Leonardo DiCaprio will win Best Actor for his role in “The Revenant”. Brie Larson will win Best Actress for her performance in the highly disturbing film “Room”.
(COLUMNIST NOTE: I recently saw a television trailer that tries to sell “Room” as a happy-go-lucky, family friendly film about a boy and his mother. This is obscenely irresponsible and misleading. There are very serious and shocking themes in this film. Do not go see this movie if you want light entertainment. Like or hate the film, it is not for those easily upset with issues regarding abuse.)
The two supporting acting categories and the award for Best Picture have no overwhelming favorite. For once, I can watch the ceremony and be genuinely surprised when some of the winners are announced. Still, my curiosity is noticeably dormant this year.
Some of this is due to my current frame of mind towards the world around me. In recent years, I have stopped participating in fantasy sports leagues and betting pools. I have shed the awful, time-sucking, cancerous yoke of social media from my life. I have tried—not always successfully—to cease obsessing over things and people that have no positive impact, beyond being entertaining, to my always restless brain.
The other problem I have with the Oscars is the complaints about the “lack of diversity” at this year’s Oscars. Because the 20 nominees in the four acting categories are all white–the same was the case last year—many have decided that the Oscars are a symbol of the problem minorities face in Hollywood.
I refuse to watch an absurd awards show only to receive a sermon; not from a group of people who are politically liberal. Hollywood, and most notably, the Academy of Motion Picture Arts and Sciences, is made of a predominantly liberal body and electorate. They greenlight the films, cast them, and distribute them. If there truly is a lack of diversity in movies that receive Oscar nominations, it is because Liberal Hollywood, a proper noun and a redundancy, does not practice what it preaches.
Also, are not the Oscars supposed to be a blindly faithful exemplar of the theory of a meritocracy? Does not the Academy hold true that their awards are only to honor true excellence in filmmaking?
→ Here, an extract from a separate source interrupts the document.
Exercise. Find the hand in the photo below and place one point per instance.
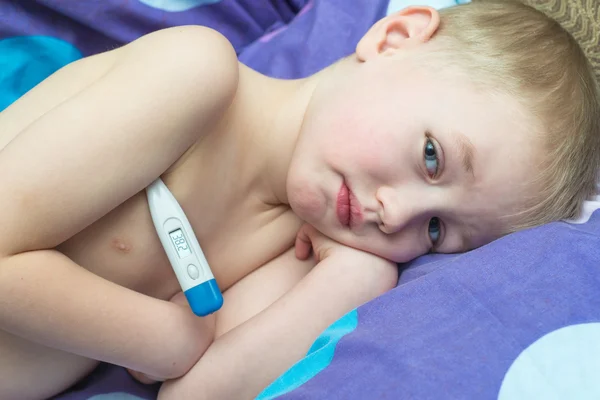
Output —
(310, 241)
Why is it that we all cannot accept that those who were nominated in a given year have white skin? That is who the Academy voters thought were the best.
I am not suggesting that the history of the film industry lacks racism. It most assuredly does not. The Academy also must take blame for much of racism that has plagued its awards ceremony in its nearly nine decades of existence. I just do not believe that every single frivolous event should be tainted with negativity based on superficial facts.
Critics of the Oscars on Twitter have fashioned the hashtag #oscarssowhite. They will watch the ceremony this Sunday for the sole purpose of bringing forth more negative bile into a world drowned in self-serving antagonism…because that is Twitter’s main mission. Twitter exists for nasty people to feed their desire to be sociopathic.
As for me, I may change my mind and watch the Oscars. A new episode of “The Walking Dead” is being shown against the ceremony. I do not like to DVR that show for any reason. I want to watch it live. I find it quite profound that the Zombie Apocalypse continues on regardless if the Oscars are on simultaneously or not. Zombies don’t care. On this matter, they might have the right attitude.